C’est le lieu de dire combien notre diplomatie a été mise au service, non seulement de notre développement, mais aussi et surtout, de notre sécurité. L’élargissement de la carte diplomatique du Niger, notre présence au conseil de sécurité des Nations Unies en qualité de membre non permanent, la présidence de la CEDEAO et le rôle joué dans le processus de la monnaie unique, les contributions du Niger à l’Union Africaine dont notre pays a accueilli le Sommet extraordinaire relatif au lancement de la zone de libre échange continentale Africaine (ZLECAf), projet conduit sous le leadership du Niger etc….sont autant d’arguments qui ont rendu la voix du Niger audible, renforcé la confiance des partenaires et mobilisé leur soutien en faveur de notre lutte contre le terrorisme et le crime organisé.
Mes Chers Concitoyens,
Il est généralement conseillé aux pays en voie de développement d’avoir un taux d’investissement annuel supérieur à 24% du PIB. Sur la période 2011-2020, notre pays a connu un taux d’investissement annuel moyen de 30% du PIB contre environ 19% pour la décennie précédente. Ces investissements ont permis, entre autres, d’équiper notre pays en infrastructures routière, ferroviaire, aéroportuaire, énergétique, urbaine et de télécommunication.
Des milliers de km de routes nouvelles ou réhabilitées sont bitumées pendant que d’autres sont en cours, lancées ou sur le point de l’être. Il en est de même pour les routes rurales. C’est le lieu de mentionner la réalisation d’une infrastructure importante de franchissement du fleuve Niger : le pont Djibo Bakary à Farié.

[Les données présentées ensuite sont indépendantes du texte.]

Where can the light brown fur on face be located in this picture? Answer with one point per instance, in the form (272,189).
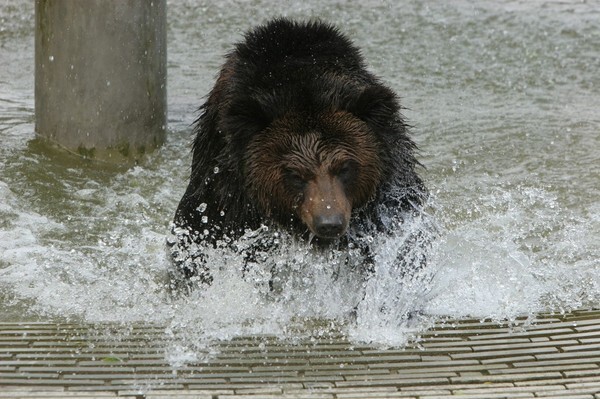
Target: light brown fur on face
(316,176)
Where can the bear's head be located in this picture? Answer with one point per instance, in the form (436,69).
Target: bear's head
(314,170)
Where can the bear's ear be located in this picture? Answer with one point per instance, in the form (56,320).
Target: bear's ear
(375,105)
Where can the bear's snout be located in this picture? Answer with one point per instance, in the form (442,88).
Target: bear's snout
(326,208)
(329,226)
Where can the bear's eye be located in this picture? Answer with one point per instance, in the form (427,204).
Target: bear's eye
(347,171)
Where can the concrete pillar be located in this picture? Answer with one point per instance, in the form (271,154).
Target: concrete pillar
(100,76)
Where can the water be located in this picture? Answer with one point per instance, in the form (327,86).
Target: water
(504,100)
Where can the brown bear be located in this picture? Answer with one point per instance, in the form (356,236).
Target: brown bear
(296,134)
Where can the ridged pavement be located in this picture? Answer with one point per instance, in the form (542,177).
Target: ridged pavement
(558,356)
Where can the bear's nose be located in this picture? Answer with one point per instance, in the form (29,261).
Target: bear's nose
(329,226)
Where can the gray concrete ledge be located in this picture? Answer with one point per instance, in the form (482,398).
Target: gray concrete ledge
(558,356)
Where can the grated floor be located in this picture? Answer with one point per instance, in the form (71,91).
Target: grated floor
(558,356)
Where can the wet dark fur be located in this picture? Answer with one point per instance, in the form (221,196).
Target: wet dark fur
(295,78)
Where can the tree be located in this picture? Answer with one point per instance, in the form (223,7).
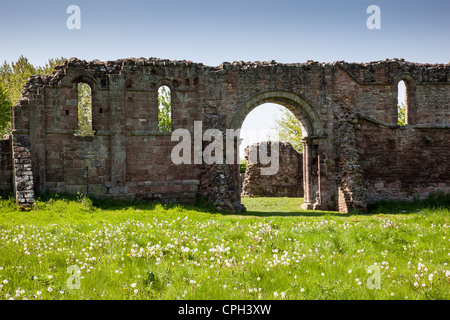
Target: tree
(401,114)
(165,109)
(5,113)
(12,78)
(289,130)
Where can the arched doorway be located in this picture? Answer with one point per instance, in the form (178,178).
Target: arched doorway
(312,129)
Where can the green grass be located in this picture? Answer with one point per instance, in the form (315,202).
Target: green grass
(274,251)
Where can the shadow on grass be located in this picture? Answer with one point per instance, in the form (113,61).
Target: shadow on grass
(434,201)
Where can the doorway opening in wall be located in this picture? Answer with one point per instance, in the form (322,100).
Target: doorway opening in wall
(164,109)
(401,103)
(84,92)
(283,191)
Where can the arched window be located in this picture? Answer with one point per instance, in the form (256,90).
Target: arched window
(402,107)
(164,109)
(84,110)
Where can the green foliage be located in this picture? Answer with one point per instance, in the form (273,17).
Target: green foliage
(12,78)
(136,250)
(401,114)
(84,110)
(242,166)
(289,130)
(5,112)
(165,109)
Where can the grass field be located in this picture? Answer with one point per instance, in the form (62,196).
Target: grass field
(119,250)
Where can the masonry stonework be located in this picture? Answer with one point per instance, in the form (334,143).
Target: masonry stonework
(353,150)
(287,182)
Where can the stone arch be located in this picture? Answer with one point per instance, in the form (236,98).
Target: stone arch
(312,129)
(310,121)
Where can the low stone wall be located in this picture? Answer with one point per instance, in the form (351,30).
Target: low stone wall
(287,182)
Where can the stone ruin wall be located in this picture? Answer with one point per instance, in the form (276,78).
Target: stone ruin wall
(287,182)
(354,151)
(6,169)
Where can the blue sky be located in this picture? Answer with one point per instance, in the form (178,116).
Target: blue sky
(215,31)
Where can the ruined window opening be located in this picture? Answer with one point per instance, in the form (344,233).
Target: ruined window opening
(84,110)
(402,107)
(164,109)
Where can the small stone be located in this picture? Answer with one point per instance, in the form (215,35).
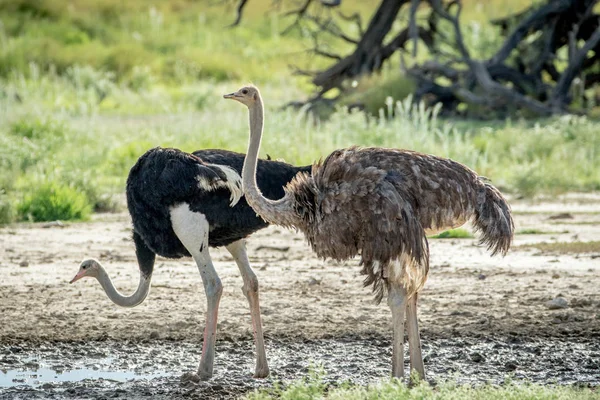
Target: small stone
(561,216)
(511,365)
(557,303)
(312,281)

L’histoire retiendra notre forte volonté de doter notre pays d’infrastructures ferroviaires. Cette volonté s’est malheureusement heurtée aux obstacles que l’on sait. Néanmoins, le tronçon Niamey-Dosso, long de 140km a été réalisé. Le projet de la boucle ferroviaire Cotonou-Niamey-Ouagadougou-Abidjan doit être coûte que coûte réalisé car un pays continental comme le notre doit, pour les conditions de sa compétitivité, réduire les coûts de transport qui représentent environ 40% de la valeur des produits.
L’histoire retiendra aussi, la création de l’aéroport de Tillabéry et la modernisation des aéroports de Niamey, d’Agadez, de Dirkou, de Maradi, de Zinder, de Tahoua ainsi que celle, en cours de l’aéroport de Diffa. Un pays aussi vaste que le nôtre mérite de telles infrastructures.
L’histoire retiendra enfin la modernisation des marchés de Zinder, de Maradi et de Tahoua.
Sur le plan énergétique, la puissance électrique installée a été multipliée par trois, au cours des deux mandats. En effet, la capacité de production nationale est passée de 68 MW en 2010 à 223 MW en 2020 ; le réseau électrique a été renforcé grâce à la réalisation d’infrastructures de transport ; le taux d’accès à l’électricité a été amélioré notamment grâce à l’électrification rurale. Ce taux va davantage progresser avec le projet Kandaji dont les travaux du barrage, un moment perturbés par les questions de sécurité, vont s’accélérer. Ce barrage, une fois terminé, sera la source d’énergie la plus compétitive de toutes nos infrastructures énergétiques.
S’agissant des infrastructures urbaines, 7 chefs-lieux de région ont été modernisés. Le 8ème, Diffa, est en cours. Même certains chefs-lieux de département ont bénéficié ou vont bénéficier de cette modernisation.
Permettez-moi d’insister sur le cas de Niamey et de Diffa.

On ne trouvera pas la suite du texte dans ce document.